Pinterest for Teachers - Points to Consider

What is Pinterest? Pinterest is a site where you can “pin” images you find on the internet. Think of it as one giant, virtual corkboard. The images you pin link directly to site where the image is located (or should), so you can learn more about it.

I wandered around the fringes of Pinterest for a few months during the fall semester, but didn't request an invitation. Finally, a post by Loreen Leedy entitled Pinterest for nonfiction (and everything else)!, convinced me to take the plunge. I set up a site, played around a bit, and suddenly realized how very useful these boards could be in my teaching. Here is a screenshot of a few of my boards.
My Pinterest boards for math are in many ways more powerful than my web site for math, precisely because they are visual. Now instead of merely linking to a site with ideas for teaching about fractions, I can link to specific posts that SHOW these ideas in action.

Searching for and finding images for my boards has brought home two very important points. First, there are many very creative and talented teachers out their working very hard to give their students exactly what they need and then some. Second, despite all the negative things I see and hear about teachers and the state of public education, there are really good things happening on the ground and in the trenches where it matters most.

Suffice it to say that I've been enjoying my time finding resources for instruction and pinning them to my boards.
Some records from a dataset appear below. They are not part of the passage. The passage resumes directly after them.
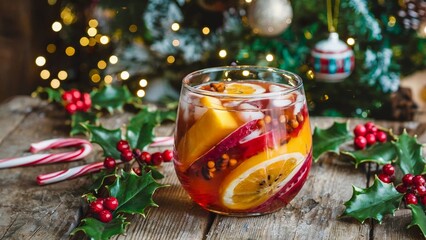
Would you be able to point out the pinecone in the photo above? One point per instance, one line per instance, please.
(412, 13)
(403, 106)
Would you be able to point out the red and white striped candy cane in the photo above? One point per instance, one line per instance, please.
(86, 148)
(74, 172)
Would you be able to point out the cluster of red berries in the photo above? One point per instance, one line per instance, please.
(127, 154)
(367, 134)
(413, 186)
(76, 101)
(102, 208)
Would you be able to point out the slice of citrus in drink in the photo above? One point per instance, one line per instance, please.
(256, 180)
(243, 88)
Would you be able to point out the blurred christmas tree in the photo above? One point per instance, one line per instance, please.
(152, 44)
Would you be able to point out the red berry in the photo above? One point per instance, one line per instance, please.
(360, 142)
(67, 96)
(111, 203)
(381, 136)
(384, 178)
(109, 163)
(401, 188)
(407, 179)
(126, 155)
(360, 130)
(421, 190)
(410, 198)
(137, 171)
(96, 206)
(388, 169)
(123, 145)
(371, 139)
(370, 127)
(157, 158)
(80, 105)
(105, 216)
(137, 152)
(168, 155)
(76, 95)
(146, 157)
(71, 108)
(418, 180)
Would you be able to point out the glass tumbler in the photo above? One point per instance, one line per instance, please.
(243, 143)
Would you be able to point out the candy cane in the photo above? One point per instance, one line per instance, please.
(50, 157)
(69, 173)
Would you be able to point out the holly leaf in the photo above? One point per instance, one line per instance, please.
(140, 131)
(380, 153)
(330, 139)
(134, 193)
(106, 138)
(418, 218)
(111, 97)
(373, 202)
(98, 230)
(155, 173)
(410, 158)
(82, 117)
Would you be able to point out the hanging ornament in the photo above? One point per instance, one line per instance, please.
(269, 17)
(216, 5)
(332, 59)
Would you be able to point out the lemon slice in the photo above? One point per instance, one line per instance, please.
(255, 181)
(243, 88)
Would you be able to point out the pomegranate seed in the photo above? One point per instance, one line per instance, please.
(122, 145)
(401, 188)
(109, 163)
(157, 159)
(167, 155)
(76, 95)
(146, 157)
(71, 108)
(371, 139)
(410, 198)
(126, 155)
(388, 169)
(67, 96)
(360, 130)
(105, 216)
(384, 178)
(381, 136)
(111, 203)
(421, 190)
(407, 179)
(418, 180)
(96, 206)
(360, 142)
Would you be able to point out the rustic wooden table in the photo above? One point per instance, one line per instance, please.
(29, 211)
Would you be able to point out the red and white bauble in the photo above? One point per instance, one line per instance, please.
(332, 59)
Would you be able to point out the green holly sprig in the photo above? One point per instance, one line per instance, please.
(133, 191)
(380, 199)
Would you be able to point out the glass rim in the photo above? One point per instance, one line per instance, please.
(299, 83)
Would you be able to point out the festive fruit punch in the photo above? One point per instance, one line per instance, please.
(243, 143)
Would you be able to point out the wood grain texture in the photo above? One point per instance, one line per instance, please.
(28, 211)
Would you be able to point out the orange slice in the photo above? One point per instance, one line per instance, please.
(243, 88)
(254, 182)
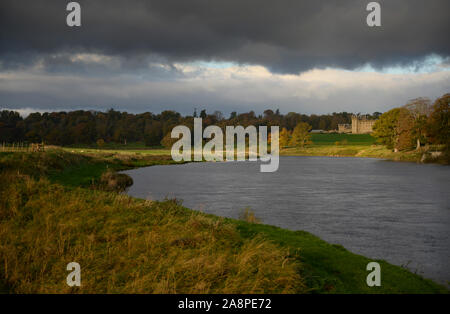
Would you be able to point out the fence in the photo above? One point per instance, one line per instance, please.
(22, 147)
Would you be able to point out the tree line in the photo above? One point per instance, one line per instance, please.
(420, 122)
(90, 127)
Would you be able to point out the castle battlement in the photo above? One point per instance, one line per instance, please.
(362, 125)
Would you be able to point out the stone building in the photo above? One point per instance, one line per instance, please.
(345, 128)
(360, 125)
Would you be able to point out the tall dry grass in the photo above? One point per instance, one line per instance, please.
(126, 245)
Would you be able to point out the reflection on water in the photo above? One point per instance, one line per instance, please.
(387, 210)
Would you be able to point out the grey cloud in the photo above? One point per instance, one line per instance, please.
(286, 36)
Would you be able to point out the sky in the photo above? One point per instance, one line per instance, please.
(235, 55)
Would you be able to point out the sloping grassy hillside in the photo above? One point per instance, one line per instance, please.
(125, 244)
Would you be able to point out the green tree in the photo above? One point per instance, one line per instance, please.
(300, 135)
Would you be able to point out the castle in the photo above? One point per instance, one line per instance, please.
(360, 125)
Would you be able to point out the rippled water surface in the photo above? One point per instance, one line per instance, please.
(389, 210)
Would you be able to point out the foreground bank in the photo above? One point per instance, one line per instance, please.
(54, 210)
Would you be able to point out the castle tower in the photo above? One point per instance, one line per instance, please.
(355, 125)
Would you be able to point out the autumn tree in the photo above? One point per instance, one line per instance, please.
(300, 135)
(284, 137)
(385, 129)
(439, 121)
(168, 141)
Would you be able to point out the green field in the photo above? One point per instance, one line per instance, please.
(332, 138)
(52, 211)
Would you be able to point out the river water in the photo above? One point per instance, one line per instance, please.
(399, 212)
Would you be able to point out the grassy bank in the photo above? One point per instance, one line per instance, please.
(349, 145)
(52, 213)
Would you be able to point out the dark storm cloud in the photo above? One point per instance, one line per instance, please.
(283, 35)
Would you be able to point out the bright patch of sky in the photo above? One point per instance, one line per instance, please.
(432, 63)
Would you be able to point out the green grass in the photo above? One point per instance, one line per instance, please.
(352, 139)
(329, 268)
(51, 214)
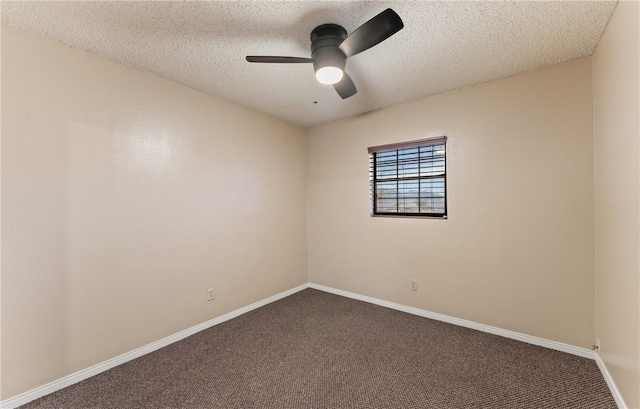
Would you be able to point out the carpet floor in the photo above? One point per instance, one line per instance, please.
(318, 350)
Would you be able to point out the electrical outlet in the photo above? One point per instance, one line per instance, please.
(414, 285)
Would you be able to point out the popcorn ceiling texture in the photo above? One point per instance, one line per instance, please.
(444, 45)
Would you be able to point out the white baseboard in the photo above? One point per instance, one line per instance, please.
(612, 386)
(111, 363)
(136, 353)
(558, 346)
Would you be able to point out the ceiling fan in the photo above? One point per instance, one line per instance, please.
(330, 48)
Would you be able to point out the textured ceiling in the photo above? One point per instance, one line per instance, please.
(444, 45)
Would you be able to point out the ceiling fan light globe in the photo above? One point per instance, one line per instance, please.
(329, 75)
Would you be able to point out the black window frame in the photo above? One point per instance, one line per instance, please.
(375, 176)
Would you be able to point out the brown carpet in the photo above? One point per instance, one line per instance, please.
(318, 350)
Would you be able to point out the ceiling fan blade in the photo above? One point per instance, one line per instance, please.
(373, 32)
(345, 88)
(279, 60)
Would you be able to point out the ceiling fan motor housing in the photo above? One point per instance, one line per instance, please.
(325, 40)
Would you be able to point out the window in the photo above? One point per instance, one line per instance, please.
(409, 179)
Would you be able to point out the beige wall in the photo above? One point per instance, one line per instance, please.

So, I was a bit surprised and more than a little concerned when I started to read articles about Pinterest and copyright concerns. Here are a few.

This reading and a bit more searching led me to Laura Candler's post entitled Do You Have Permission to Pin?. In this post she outlines the copyright concerns and encourages bloggers and others to join a "Permission to Pin" movement. Basically, displaying the "Permission to Pin" image on your site will serve as notice to visitors that you grant permission to pin your work. 

Since I'm about to embark on a new series called Monday Math Freebies (check back tomorrow!) which will include images of resources I am creating, I want folks to know without a doubt that they can pin my work. If you are making images of your work available for others, I hope you'll think about joining.